Participants are followed at 6 months, 1, 2, 3, 4, and 5 years after enrollment (±90 days). Clinical outcomes, vital signs, laboratory tests, concomitant medications, and angina-related quality of life (Seattle Angina Questionnaire-7, SAQ-7) are assessed at every visit. Long-term follow-up up to 5 years after the last enrolled patient is planned to evaluate durability of treatment effects.

Nested RCT - Design and Rationale:

An embedded, independently randomized substudy (Nested RCT) is conducted within the PIVOT trial. Among participants in the main trial for whom beta-blocker therapy is deemed clinically appropriate - based on pre-specified criteria including heart rate control needs, history of prior MI, concurrent hypertension, tachyarrhythmia, or intolerance to calcium channel blockers - an additional 1:1 randomization is performed to compare carvedilol sustained-release (SR) versus immediate-release (IR) formulations. This substudy addresses the evidence gap regarding whether the two formulations are clinically equivalent in terms of angina symptom control in CCS patients, as head-to-head randomized data are currently lacking despite both being widely prescribed.

Nested RCT - Intervention:

Participants assigned to the SR arm receive carvedilol SR (Dilatrend SR; starting dose 32 mg once daily, up-titrated to 64 mg or 128 mg as tolerated). Participants assigned to the IR arm receive carvedilol IR (Dilatrend; starting dose 12.5 mg twice daily, up-titrated to 25 mg twice daily or 50 mg twice daily as tolerated). Both formulations are titrated to the maximal tolerated dose with a resting heart rate target of 55-60 bpm. Medication adherence is assessed by pill count at 6 and 12 months.

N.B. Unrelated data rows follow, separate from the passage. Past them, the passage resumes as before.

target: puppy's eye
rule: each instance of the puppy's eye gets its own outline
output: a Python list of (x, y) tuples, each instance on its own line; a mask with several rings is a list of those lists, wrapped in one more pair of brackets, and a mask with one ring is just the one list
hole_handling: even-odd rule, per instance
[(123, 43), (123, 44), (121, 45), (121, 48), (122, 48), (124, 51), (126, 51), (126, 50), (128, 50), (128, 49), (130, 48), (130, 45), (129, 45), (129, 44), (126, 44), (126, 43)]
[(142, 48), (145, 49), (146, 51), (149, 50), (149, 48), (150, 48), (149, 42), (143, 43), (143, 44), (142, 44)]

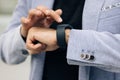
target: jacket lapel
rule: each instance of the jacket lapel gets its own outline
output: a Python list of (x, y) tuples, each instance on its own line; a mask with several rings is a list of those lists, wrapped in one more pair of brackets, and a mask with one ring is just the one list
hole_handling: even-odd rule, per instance
[(96, 30), (99, 15), (105, 0), (86, 0), (83, 10), (83, 29)]

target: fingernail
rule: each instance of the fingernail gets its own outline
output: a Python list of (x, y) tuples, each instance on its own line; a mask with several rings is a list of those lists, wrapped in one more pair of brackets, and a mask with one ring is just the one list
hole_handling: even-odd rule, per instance
[(59, 19), (58, 19), (58, 22), (62, 22), (62, 21), (63, 21), (62, 18), (59, 18)]

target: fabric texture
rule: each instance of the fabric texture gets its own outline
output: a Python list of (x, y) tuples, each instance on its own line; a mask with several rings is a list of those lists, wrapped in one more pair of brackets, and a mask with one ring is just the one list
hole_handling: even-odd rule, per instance
[[(38, 5), (52, 8), (53, 2), (52, 0), (19, 0), (8, 29), (0, 37), (0, 57), (4, 62), (19, 64), (25, 61), (28, 55), (23, 54), (27, 52), (20, 35), (20, 18), (27, 16), (28, 11)], [(71, 30), (67, 57), (64, 56), (69, 65), (79, 66), (79, 80), (120, 80), (119, 3), (119, 0), (85, 1), (82, 15), (83, 30), (77, 28)], [(67, 10), (69, 8), (65, 9), (66, 12)], [(70, 22), (72, 24), (74, 20)], [(93, 55), (95, 59), (83, 59), (81, 54)], [(46, 53), (41, 53), (32, 56), (30, 80), (42, 80), (45, 55)]]

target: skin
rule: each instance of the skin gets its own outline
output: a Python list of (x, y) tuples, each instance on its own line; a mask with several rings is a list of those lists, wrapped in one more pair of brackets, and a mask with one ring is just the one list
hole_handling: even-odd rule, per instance
[[(20, 29), (20, 33), (24, 38), (26, 38), (28, 35), (28, 31), (33, 26), (49, 28), (53, 21), (60, 23), (62, 22), (62, 18), (60, 17), (61, 14), (62, 14), (61, 9), (53, 11), (44, 6), (38, 6), (36, 9), (30, 10), (26, 18), (25, 17), (21, 18), (22, 26)], [(39, 51), (43, 51), (45, 48), (46, 48), (45, 44), (39, 43)], [(34, 49), (36, 49), (36, 47), (34, 47)]]
[(21, 35), (26, 38), (29, 29), (33, 26), (48, 28), (53, 21), (58, 23), (62, 22), (62, 18), (60, 17), (61, 14), (61, 9), (53, 11), (44, 6), (38, 6), (36, 9), (30, 10), (27, 18), (21, 18)]
[[(65, 39), (68, 43), (70, 29), (65, 30)], [(34, 44), (37, 41), (39, 43)], [(46, 45), (44, 50), (40, 50), (40, 44)], [(40, 53), (42, 51), (54, 51), (59, 48), (56, 39), (56, 30), (50, 28), (32, 27), (28, 32), (26, 47), (29, 53)]]

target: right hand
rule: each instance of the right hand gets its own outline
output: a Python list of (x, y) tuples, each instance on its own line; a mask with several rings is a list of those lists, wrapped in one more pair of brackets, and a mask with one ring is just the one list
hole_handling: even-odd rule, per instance
[(43, 6), (38, 6), (36, 9), (30, 10), (27, 18), (21, 18), (21, 35), (26, 38), (29, 29), (33, 26), (43, 26), (48, 28), (53, 21), (58, 23), (62, 22), (62, 18), (60, 17), (61, 14), (61, 9), (53, 11)]

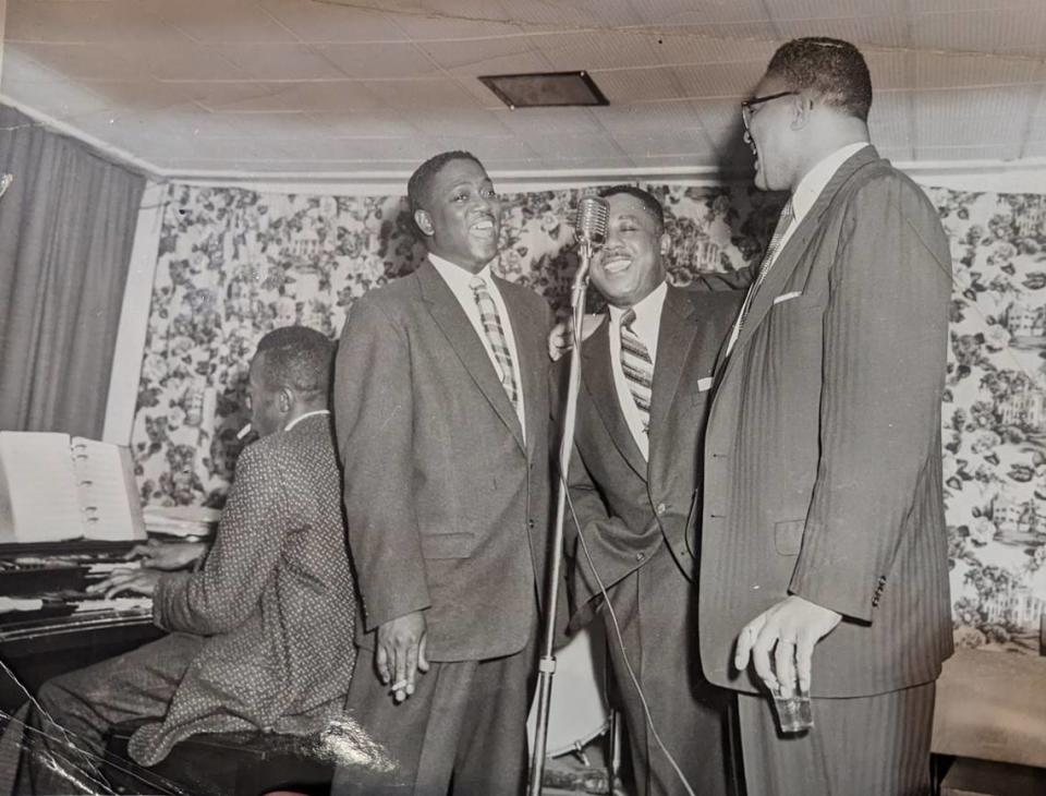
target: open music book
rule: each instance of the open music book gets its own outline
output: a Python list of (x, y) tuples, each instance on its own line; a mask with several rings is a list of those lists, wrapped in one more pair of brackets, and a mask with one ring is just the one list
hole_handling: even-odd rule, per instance
[(145, 539), (131, 451), (68, 434), (0, 431), (0, 543)]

Primary Endpoint (Nested RCT):

Change in SAQ-7 Summary score from baseline to 12 months. Non-inferiority of carvedilol SR versus IR is concluded if the lower bound of the 95% confidence interval for the between-group difference exceeds -5 points, analyzed by ANCOVA adjusting for baseline SAQ-7 score. A total of 220 participants are required (one-sided α = 0.025, power = 80%, non-inferiority margin Δ = 5 points).

Statistical Analysis:

For the main RCT, the primary endpoint is analyzed using the Kaplan-Meier method with a stratified log-rank test in the intention-to-treat (ITT) population. Secondary time-to-event endpoints are analyzed using the cumulative incidence function with a Fine and Gray model, treating death as a competing risk. The Nested RCT primary endpoint is analyzed by ANCOVA in both the ITT and per-protocol (PP) populations.